The UK is a world leader in film and television production – and long has been. The talent pool behind and in front of the camera is large and experienced, perfect to fuel the growing demand for digital content from the pandemic backlog and the growth of online streaming.

Nick Paterson-Neild

Nick Paterson-Neild

This talent, combined with picturesque real-life locations always being close by, means there is continued demand for physical studio space.

This demand far exceeds supply, requiring 1.5m to 1.9m sq ft of new stage space by 2025 according to PwC and Lambert Smith Hampton. It is our role as planners to show the social and economic value these developments can bring: varied and sustainable jobs in everything from carpentry to coding, long-term support for skills training and apprenticeships, plus an immediate boost to the local economy.

Barton Willmore’s recent experience securing consent for Shinfield Studios, a new film studio at the Thames Valley Science Park (TVSP), has clearly demonstrated how vital it is to help people understanded the huge potential and breadth of opportunities that studios can provide.

Studios contribute considerably to innovation, enterprise and investment in the local area. Part of this is the constant innovation from the collaboration with other local business and occupiers, which push the development of new techniques across visual effects, image creation or event augmented reality – the cutting-edge of digital discovery.

On the flip side, studios support other skilled vocations that can lead into costume design or set building.
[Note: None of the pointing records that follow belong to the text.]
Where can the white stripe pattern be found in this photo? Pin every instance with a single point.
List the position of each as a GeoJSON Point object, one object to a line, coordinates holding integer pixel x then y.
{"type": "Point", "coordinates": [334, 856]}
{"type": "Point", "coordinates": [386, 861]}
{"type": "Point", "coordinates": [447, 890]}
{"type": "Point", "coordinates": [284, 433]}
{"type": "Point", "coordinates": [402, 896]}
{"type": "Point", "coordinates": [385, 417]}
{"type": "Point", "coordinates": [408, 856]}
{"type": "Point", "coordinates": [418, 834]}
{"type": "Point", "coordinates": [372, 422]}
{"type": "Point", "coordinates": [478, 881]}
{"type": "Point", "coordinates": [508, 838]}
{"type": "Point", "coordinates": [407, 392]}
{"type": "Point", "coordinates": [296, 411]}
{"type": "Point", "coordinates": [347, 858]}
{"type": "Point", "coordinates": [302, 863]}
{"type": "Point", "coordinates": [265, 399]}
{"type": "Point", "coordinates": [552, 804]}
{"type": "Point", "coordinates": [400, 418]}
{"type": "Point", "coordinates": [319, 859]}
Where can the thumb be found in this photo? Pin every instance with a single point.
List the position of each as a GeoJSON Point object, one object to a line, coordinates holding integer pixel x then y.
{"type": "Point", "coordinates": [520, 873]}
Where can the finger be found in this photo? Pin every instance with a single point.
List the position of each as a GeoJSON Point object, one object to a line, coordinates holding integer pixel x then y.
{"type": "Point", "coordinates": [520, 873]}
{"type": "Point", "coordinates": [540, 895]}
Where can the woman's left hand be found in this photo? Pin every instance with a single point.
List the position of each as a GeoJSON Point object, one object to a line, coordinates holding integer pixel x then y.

Links with further or higher education are important, as has been the case at Shinfield and its relationship with the University of Reading. It is a mutually beneficial situation; studios give well-paid jobs, and the university and other further education colleges provide high-skilled workers with fresh ideas.

New investment in studios will be essential for the UK to maintain its leading role and grow to meet the huge global demand. But at the heart of this will be new creative clusters around studios that bring exciting and varied opportunities and economic growth. As planners, we need to make this case to local authorities and local residents so that they and the nation as a whole do not miss out on this chance for cinematic innovation.